For most, an African safari is a once – maybe twice – in a lifetime experience, and not an inexpensive one. So it’s worth some research to make sure you’re choosing the right lodge, particularly when traveling with children. Most families head to South Africa and Namibia, which offer malaria-free or low-malaria reserves, easier in-country transportation, the Big Five and super lux and kid-friendly lodges. But there are still enough lodging choices to make our heads spin. Paula Franklin, a New York mom who has over a dozen safaris under her belt, breaks it down for us.

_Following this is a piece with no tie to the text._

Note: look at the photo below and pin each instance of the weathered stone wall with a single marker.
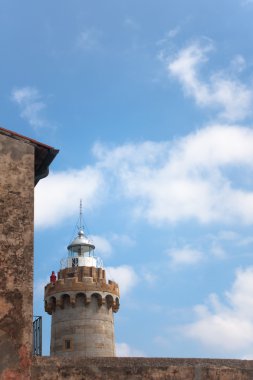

For the Ultimate Splurge: Tswalu Private Game Reserve, Kalahari, South Africa
Covering almost a million acres and taking only thirty guests at a time, Tswalu Kalahari is South Africa’s largest and most exclusive private game reserve. Its population of over seventy species includes one third of South Africa’s remaining black rhinos as well as black-maned Kalahari lions, meerkats, cheetah and the rare aardvark, aardwolf, pangolin and porcupine. Tswalu is also one of the few reserves that allow children under six on game drives. The kiddies can enjoy Tswalu’s Junior Ranger program that includes archery, spoor identification and casting, children’s bush walks and a special children’s boma (BBQ enclosure) that allows them to cook their own bush dinner. Free babysitting is available around the clock, a bonus for parents that want to do an early-morning game drive while the kids are still asleep.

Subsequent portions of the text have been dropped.